Dyscollagenosis and systemic connectivitis are older terms specifically related to the collagen vascular disorders that are due to immune processes such as rheumatoid arthritis, systemic lupus erythematosus, Sjögren syndrome, progressive systemic sclerosis, polyarteritis nodosa, polymyositis, dermatomyositis, and eosinophilic fasciitis. This spectrum of disorders represents the effects on the different collagens of the joint lining and vascular walls.
The treatment of these disorders is often complicated and frustrating for both patient and physician. Medication often involves corticosteroids (antiinflammatory drugs) and nonsteroidal antiinflammatory drugs (ibuprofen, aspirin), and often drugs that directly interfere with the immune mechanism of the body (antimetabolites). Rheumatology is the specialty devoted to the diagnosis and treatment of these systemic conditions. A rheumatologist is an internal medical specialist. Although rheumatologists often deal with nonsystemic joint diseases, specialty training in this field equips them with the pharmacologic knowledge required to diagnose the broad spectrum of autoimmune, collagen vascular, and metabolic joint disorders.
Terms associated with these various conditions are discussed here along with a series of other miscellaneous disorders.
acrosclerosis: thickening of the skin and other soft tissues of the distal part of a limb. This is usually a part of a larger disease complex such as scleroderma or CREST syndrome.
ankylosing spondylitis: inflammatory joint disease mainly affecting the spine, hips, and pelvis. Seen most commonly in young men, this can lead to fusion of the spine with deformity, depending on the position of the spine during the fusion process. Seen in the child, the disorder is called Marie-Strümpell disease or rheumatoid spondylitis.
arteritis: inflammation of small arteries.
calcinosis circumscripta: quadrad of calcium deposits in the skin (calcinosis cutis), Raynaud phenomenon, scleroderma, and telangiectasia is seen in this collagen disease that has been considered a variant of scleroderma.

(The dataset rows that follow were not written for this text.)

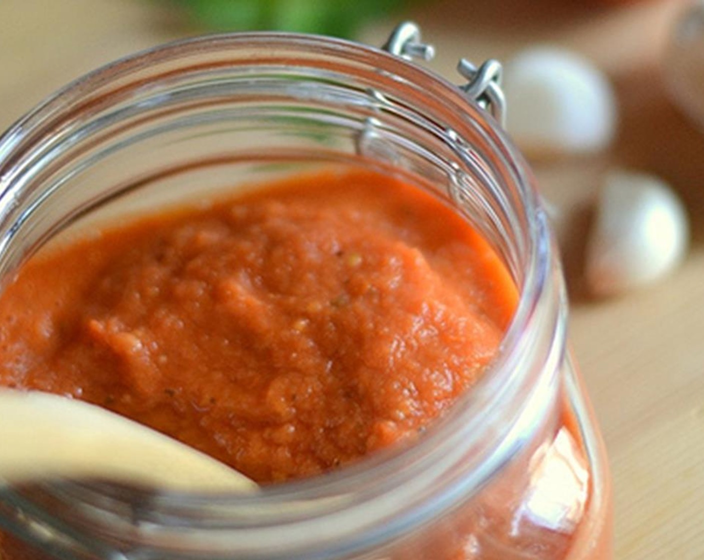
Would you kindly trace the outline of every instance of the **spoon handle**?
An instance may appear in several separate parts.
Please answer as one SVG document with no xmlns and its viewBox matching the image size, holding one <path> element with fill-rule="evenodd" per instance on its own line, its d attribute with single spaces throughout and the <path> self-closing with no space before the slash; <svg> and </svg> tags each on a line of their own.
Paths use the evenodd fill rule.
<svg viewBox="0 0 704 560">
<path fill-rule="evenodd" d="M 99 406 L 49 393 L 0 390 L 0 486 L 50 477 L 175 491 L 257 488 L 222 463 Z"/>
</svg>

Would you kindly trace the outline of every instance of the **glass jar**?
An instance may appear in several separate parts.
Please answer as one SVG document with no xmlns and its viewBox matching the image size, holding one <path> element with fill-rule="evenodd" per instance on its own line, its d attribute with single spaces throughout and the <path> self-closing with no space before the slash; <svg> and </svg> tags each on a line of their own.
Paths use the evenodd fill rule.
<svg viewBox="0 0 704 560">
<path fill-rule="evenodd" d="M 0 485 L 3 560 L 611 557 L 609 478 L 555 246 L 529 170 L 470 99 L 500 90 L 458 88 L 408 60 L 418 44 L 398 46 L 216 36 L 77 80 L 0 139 L 0 278 L 125 213 L 362 166 L 446 202 L 513 275 L 518 308 L 482 380 L 417 444 L 253 495 Z"/>
</svg>

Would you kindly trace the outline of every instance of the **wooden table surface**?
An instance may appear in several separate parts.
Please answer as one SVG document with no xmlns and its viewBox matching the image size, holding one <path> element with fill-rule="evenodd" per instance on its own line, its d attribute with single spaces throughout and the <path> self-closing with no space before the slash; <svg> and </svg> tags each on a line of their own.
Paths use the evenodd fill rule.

CREST syndrome (limited scleroderma): complex of c alcinosis of articular tissue associated with R aynaud phenomenon, e sophageal dysmotility, s clerodactyly, and t elangiectasia. This condition appears to be less aggressive than scleroderma.
dermatomyositis: idiopathic, autoimmune, inflammatory myopathy characterized by proximal limb and neck weakness. Muscles may become painful, weak, and stiff. A rash can appear on the knees, knuckles, and elbows. The pathologic findings are muscle necrosis and regeneration.

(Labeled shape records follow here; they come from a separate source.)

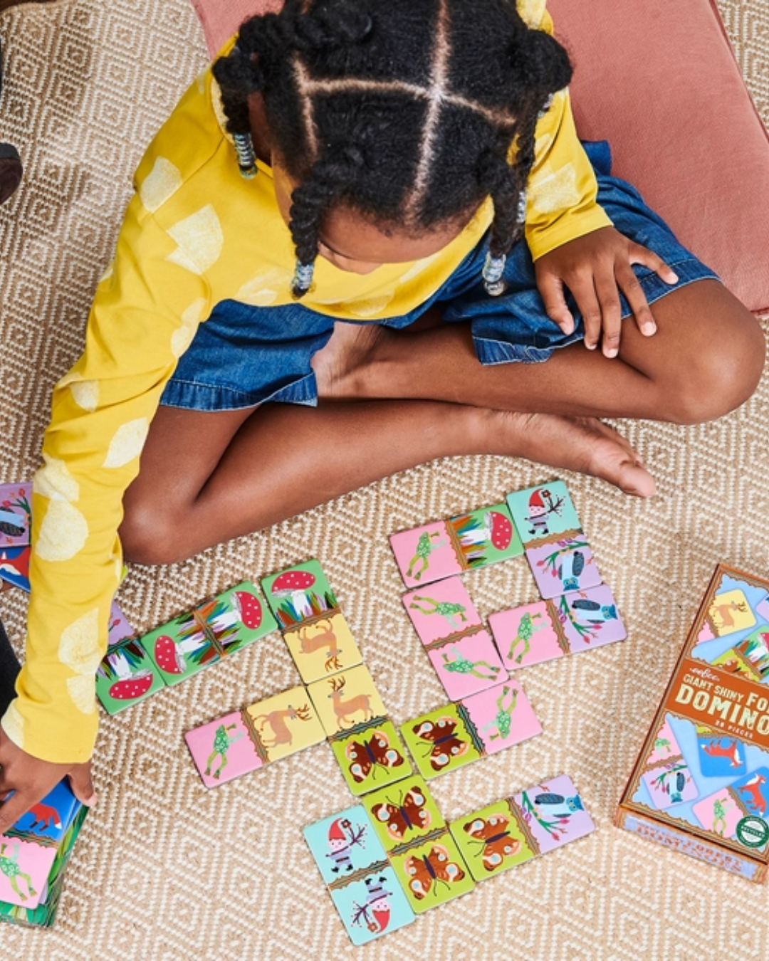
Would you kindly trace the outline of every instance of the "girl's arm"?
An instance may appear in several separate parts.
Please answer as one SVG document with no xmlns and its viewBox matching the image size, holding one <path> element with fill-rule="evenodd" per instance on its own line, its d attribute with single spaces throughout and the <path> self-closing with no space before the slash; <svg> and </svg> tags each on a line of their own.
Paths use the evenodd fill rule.
<svg viewBox="0 0 769 961">
<path fill-rule="evenodd" d="M 94 674 L 122 566 L 123 493 L 138 473 L 163 385 L 209 303 L 203 277 L 178 254 L 168 259 L 177 243 L 139 194 L 97 288 L 85 353 L 54 389 L 35 477 L 26 662 L 2 727 L 48 762 L 90 757 Z"/>
</svg>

ergotism: acute or chronic effects of ergot alkaloids on the blood flow to an organ such as the brain or limbs. Ergot alkaloids are in some plants and medicines that are taken for headaches.

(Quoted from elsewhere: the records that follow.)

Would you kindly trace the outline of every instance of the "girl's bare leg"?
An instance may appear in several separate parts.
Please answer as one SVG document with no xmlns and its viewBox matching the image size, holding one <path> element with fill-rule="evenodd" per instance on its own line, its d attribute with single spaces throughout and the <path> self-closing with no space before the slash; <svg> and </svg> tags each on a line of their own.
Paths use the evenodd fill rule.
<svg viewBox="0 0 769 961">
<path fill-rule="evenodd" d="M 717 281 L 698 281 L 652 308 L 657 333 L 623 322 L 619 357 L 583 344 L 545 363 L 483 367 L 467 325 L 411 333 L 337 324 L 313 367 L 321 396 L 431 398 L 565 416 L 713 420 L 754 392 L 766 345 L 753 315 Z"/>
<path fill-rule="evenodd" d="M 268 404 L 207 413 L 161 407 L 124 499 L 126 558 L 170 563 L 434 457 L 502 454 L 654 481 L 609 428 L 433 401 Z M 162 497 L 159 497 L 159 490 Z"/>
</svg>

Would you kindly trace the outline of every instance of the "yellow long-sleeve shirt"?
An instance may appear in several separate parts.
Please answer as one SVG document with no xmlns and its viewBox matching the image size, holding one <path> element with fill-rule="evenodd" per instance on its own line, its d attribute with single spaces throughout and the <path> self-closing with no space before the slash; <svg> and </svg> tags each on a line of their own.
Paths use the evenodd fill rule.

Felty syndrome: a combination of chronic rheumatoid arthritis, enlarged spleen, and a reduced number of granulocytes in the white blood count.
focal scleroderma: disease of unknown cause characterized by circumscribed areas of fibrosis of the skin, subcutaneous fat, fascia, and muscle into bone. It is usually restricted to a limb and usually occurs in children and young adults; also called Addison’s keloid.
intermittent hydrarthrosis: rare disorder characterized by recurrent swelling in joints with no associated problems or deformity.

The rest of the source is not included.